В самом деле, во двор казармы входили трое друзей. У каждого под мышкой был большой сверток с полной одеждой местных ремесленников: беретом, длинной блузой и бархатными штанами. Все трое были возбуждены и страшно торопились: приказано было выйти из города непременно днем и вполне открыто.

Александр, увидев Мечникова, бросился к нему:

— Левушка, мы отправляемся, и знаешь куда — в Палермо! — Он наскоро рассказал, зачем они идут в столицу Сицилии. — Мы хотели, чтоб и ты и Лука шли с нами, но Сиртори сказал, что Гарибальди уже поручил тебе другое дело.
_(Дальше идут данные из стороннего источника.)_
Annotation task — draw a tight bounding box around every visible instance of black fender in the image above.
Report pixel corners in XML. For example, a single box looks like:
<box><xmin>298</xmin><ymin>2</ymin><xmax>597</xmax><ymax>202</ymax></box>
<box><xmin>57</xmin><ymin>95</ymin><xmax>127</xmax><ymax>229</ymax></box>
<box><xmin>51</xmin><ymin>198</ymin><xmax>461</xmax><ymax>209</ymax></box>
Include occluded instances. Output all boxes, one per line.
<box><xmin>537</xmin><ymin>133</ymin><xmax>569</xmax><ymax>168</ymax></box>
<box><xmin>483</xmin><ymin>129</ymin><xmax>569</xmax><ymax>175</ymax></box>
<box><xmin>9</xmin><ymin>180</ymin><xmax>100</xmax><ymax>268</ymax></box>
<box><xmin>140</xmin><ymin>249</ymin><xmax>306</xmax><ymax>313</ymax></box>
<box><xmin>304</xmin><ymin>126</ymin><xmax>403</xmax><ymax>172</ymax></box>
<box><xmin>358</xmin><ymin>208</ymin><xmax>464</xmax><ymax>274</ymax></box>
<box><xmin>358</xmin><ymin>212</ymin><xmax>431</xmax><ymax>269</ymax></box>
Это правда?

— Правда, — сказал Лев, хмурясь. — Иду строить укрепления, хотя, честно говоря, мало что в этом смыслю. Но если Гарибальди говорит, что это нужно… Послушай, — перебил он сам себя, — неужто ты не пойдешь со мной? Ведь стоит только сказать Сиртори.

— Да нет же, Левушка, как ты не понимаешь, ведь я иду в Палермо, опять принялся объяснять Александр, не замечая, как это сердит Мечникова. — Мы же ненадолго разлучаемся. Увидимся в Палермо. И ты непременно должен в это время записывать все-все, что случится с тобой и вокруг тебя, чтобы я после мог прочитать. И про меня напиши, как мы сидели под плащом, — улыбнулся Александр. — Будешь писать свои записки? Обещаешь?

Лев чувствовал и досаду, и странное стеснение в сердце.

— Писать записки буду, но о тебе нарочно не скажу ни слова, — сказал он, и Есипов не понял, говорит он шутя или серьезно.

А Лев смотрел на радостного, розового от волнения мальчика, который стал ему братом, и где-то глубоко внутри шевелилась беспокойная мысль: «Не надо бы нам расставаться. Не было бы худа».